柔瑾后知后觉,木着脸从冬藏手里拿过梳子慢悠悠通头发,冬藏只好把话咽回去,公主刚成婚脸皮薄,如若不然,找面首的公主大把抓呢,惠帝那样宠爱公主定然不会阻拦公主寻快活。
须臾之间冬藏放松了,柔瑾大致猜得出她在想什么,坐到床上时还在笑,有意无意地扫向贺固衣裳下摆,二人无需外人守夜,他穿了中衣遮的严实,柔瑾什么都看不到稍有遗憾。
贺固一僵,想问话时柔瑾已抓着被子躺到了里侧,留下他的被卷孤零零占半边床。
二人同床共枕却跟木头似的躺着?柔瑾翻了个身正对上贺固,他恰好转过来就如同今天在鲁王府那次偶然,大公主说她什么来着?

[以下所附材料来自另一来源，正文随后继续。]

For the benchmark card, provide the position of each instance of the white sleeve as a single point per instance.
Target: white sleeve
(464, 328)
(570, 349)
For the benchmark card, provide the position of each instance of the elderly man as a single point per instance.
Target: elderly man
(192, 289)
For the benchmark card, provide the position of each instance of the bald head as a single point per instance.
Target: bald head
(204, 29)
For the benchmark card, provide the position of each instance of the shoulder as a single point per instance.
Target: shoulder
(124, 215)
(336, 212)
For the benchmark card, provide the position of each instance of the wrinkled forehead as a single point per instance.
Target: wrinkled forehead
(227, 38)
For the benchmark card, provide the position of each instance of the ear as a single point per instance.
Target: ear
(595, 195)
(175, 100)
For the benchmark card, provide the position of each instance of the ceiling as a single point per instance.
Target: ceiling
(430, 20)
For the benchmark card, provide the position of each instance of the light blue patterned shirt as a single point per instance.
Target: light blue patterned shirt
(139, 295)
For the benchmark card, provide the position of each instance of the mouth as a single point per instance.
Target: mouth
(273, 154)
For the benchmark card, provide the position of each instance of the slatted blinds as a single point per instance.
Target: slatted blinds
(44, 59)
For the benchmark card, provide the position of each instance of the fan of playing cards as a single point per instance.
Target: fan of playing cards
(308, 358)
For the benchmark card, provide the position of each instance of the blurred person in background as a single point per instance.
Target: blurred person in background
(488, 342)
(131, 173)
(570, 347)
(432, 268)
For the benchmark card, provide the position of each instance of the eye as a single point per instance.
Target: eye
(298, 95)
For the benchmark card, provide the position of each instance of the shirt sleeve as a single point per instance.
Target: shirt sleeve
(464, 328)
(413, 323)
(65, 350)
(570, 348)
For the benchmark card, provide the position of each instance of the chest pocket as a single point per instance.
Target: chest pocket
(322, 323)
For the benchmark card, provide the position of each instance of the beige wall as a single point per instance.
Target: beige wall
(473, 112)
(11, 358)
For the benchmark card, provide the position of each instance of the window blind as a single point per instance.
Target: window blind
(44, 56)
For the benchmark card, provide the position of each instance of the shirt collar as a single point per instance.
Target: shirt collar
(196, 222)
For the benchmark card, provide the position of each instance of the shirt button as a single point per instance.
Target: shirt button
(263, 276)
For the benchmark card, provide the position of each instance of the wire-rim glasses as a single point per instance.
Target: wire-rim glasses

柔瑾一心二用暂未发觉贺固越靠越近,抑或是天冷了二人一起睡会暖和,不必戒备。
陌生的碰触及让人脸红心跳的温热,贴近时仿佛能听到他的心跳,也暴露自己的忐忑不安。
可是还是不顺利。
疼,但没像上次那样落血,柔瑾的心仿佛要从胸膛里跳出来,可时间漫长,她又忍不住哭了,贺固强硬停下,他好似不太舒服但硬生生忍住了,好在总算是叫了一回水。
柔瑾想冬藏姐姐应该能睡个安稳觉了。
贺固靠近一些听到她的喃喃之语,一板一眼将手巾放回盆里,躺下长久才溢出一声叹,他总不能不许她做梦,入睡前他竟有些庆幸,她并未拒绝今日亲近。
外人看来二人新婚渐入佳境,惠帝召见他们时笑容不断,因贺固处置东阳郡王府一事有功,惠帝大加赏赐,从宫门到兴庆宫议事的这段路素来是臣子们上朝时叫苦不迭的来源,惠帝除去贺固金银田产等物还特别允准他能在皇宫内打马。
柔瑾与有荣焉,可看着惠帝笑容和蔼的模样,她忽然想知道更多前世发生了何事。